On the swampy pirate planet, our heroes were to meet up with a blind shipbuilder who used to visit Rey on Jakku to buy parts. Abrams is said to have described the character as a "cat lady," who is always followed by a pack of little droids. The shipbuilder, who had a mechanical part for the First Order sabotage device, was eventually blended with the tiny kitchen alien, resulting in Babu Frik.
Poe gets kidnapped ... again
While visiting with the blind shipbuilder, Poe was going to be kidnapped by a group of bounty hunters, who were later changed to spice runners. These runners turn out to be Poe's "former clan," whom he tries to convince to join the Resistance.
In an effort to rescue Poe, Rey, Finn, and their droid companions take the shipbuilder's "twin cockpit Spitfire," which eventually became Ochi's abandoned ship. When they leave, Kylo Ren shows up and kills the cat lady before engaging in a Force-linked battle with Rey.
Rey fights the Knights of Ren
While exploring the ruins of the second Death Star, Rey was going to do battle with the Knights of Ren. That never happened in the finished movie that we got. Instead, Rey fought with Kylo Ren amid the Death Star's ruins on the Endorian moon, while Ren finished off his Knights during the climax on Exegol.

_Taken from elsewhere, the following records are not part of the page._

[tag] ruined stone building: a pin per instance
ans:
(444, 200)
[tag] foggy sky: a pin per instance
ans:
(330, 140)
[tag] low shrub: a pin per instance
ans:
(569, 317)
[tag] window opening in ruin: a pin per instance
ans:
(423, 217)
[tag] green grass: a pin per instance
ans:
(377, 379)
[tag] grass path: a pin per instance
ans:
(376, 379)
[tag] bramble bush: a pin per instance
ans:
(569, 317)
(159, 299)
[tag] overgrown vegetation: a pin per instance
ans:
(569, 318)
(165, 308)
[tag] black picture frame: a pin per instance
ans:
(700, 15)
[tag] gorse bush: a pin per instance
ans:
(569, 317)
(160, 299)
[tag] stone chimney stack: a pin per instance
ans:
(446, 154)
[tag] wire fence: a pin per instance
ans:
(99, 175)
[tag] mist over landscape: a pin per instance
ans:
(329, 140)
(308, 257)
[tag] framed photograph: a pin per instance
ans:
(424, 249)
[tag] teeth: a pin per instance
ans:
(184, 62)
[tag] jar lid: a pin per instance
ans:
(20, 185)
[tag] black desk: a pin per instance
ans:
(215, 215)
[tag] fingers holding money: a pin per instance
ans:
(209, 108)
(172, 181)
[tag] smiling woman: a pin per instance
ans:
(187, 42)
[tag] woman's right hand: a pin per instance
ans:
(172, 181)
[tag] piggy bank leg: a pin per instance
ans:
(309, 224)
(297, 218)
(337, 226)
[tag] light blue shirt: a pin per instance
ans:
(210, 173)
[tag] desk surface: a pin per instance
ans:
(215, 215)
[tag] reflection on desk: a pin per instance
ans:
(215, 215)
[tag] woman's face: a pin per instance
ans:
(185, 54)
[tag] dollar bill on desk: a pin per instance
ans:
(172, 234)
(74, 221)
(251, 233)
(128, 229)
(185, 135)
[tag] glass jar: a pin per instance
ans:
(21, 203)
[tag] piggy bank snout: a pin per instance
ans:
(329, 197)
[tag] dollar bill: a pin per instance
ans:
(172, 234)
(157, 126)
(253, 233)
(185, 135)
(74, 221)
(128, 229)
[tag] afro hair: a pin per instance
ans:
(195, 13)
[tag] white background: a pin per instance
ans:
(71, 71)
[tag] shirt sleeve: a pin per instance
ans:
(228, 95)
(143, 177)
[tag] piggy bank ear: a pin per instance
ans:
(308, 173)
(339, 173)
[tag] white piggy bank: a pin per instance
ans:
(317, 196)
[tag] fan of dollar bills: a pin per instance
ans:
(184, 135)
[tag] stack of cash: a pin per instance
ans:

Leia's political backstory
While it's unclear whether this was ever part of the script, the backstory on Leia's political career after the fall of the Empire is very intriguing. The idea (conceived by TFA's original writer, Michael Arndt) is as follows: General Organa worked very hard to re-establish the Republic after the first war, but was eventually discredited and cast out when it was discovered that her father was Darth Vader.
During the segment on the swamp planet, BB-8 was going to be separated from the rest of the group and "ends up trapped in cage crammed with broken droids." He ends up making friends with a dying droid that sacrifices itself so that BB-8 can escape. While this sub-lot was axed, it did inform BB-8's ultimate interaction with D-O.